One agency director informed me that she regularly uses my daughter’s case for training of her new case managers and therapists. It does not give a parent the warm fuzzies to hear repeatedly from mental health professionals, whom you look to for help, that your child’s case is the most difficult one they have ever seen.

These sentiments are my personal reflections and a parent, a parenting coach, and a training professional. The sentiments also match the experiences of some of the parents you will coach…parents, who struggle to move forward after facing the reality of one or more diagnoses like ADHD, Autism, Conduct disorder, or Bipolar disorder. The effects on the family are the same. This is how a parent enters the world of mental health and special needs…a world where terminology is confusing and diagnoses sound like the unending combinations of an alphabet soup. If care is not taken, a parent or teacher might begin to refer to the child by the labels of their diagnosis, and see in the child’s behaviors, both positive and negative, only as symptoms of the same. As months or years of struggle pass, parents don’t differentiate which part of the behavior belongs to their child’s temperament, and which part is a symptom of the diagnosed condition. Amid the onslaught of doctors, neurologists, medical tests, and therapists elucidating the deficits in their child’s development, parents easily lose sight of the child and concentrate on what they see most, the disorganized and dysregulated behavior. The question that brings this home is simple:

Which child do you see…one with special needs or one who is just plain special?

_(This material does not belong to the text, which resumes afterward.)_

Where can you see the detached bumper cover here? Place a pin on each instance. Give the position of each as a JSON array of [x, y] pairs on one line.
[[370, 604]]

Twice we prepared to send our young daughter  to long-term residential on the strong advice of doctors and psychiatric nurses working with our daughter. The first time she was four years old. The second time she was nearly seven.

Ultimately, we decided it was not something we could live with, nor did we believe it was in the best interest of our daughter.

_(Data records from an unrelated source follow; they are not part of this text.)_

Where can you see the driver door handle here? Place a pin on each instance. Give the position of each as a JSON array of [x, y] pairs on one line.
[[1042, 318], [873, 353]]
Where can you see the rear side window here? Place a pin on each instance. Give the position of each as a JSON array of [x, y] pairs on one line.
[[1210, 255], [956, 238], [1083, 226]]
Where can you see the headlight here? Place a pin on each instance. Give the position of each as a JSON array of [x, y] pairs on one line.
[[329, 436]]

It is your mission: to understand the unbelievable, heart-wrenching choices some parents face as part of everyday life. We believed we had tried everything to help change our daughter’s behavior. Nearing the edge of hope, we came to the realization that something had to give. It would either be our child, or us parents and we didn’t want it be either. However, this is not the end of the story…merely the beginning. Information from neuropsychology, trauma, attachment, and relationship, the same information you will learn in course, Coaching families with Special Needs,  We discovered choices and options that allowed us to regain personal and family balance and hope for the future. We changed and improved our parenting skills, and developed a positive healthy plan to parent our daughter.

  • Both negative and positive reactions, actions, and attitudes of caregivers significantly impact the child, and hinder or support the development of secure attachment.
  • Environment, temperament, trauma and stress, is relative to reactive behavior, and internal organization and regulation.
  • Parents can learn to manage, diminish, eliminate, and contain even the most severe behavior.

Finally, we had something to DO. We were no longer on the fringe of being powerless to help our daughter. We devoured and assimilated the information, because we had a lot to lose. We refused to cry uncle! We resolved to be committed! We did not hold back! We completely transformed our outlook, honed our philosophy, strategized our plan in every minute detail, and changed our lifestyle. It was not ever easy, but it was easier than what we had been doing and how we had been living for so long. Let me share who the unruly, dysregulated, and unattached little girl became. She became our mission possible.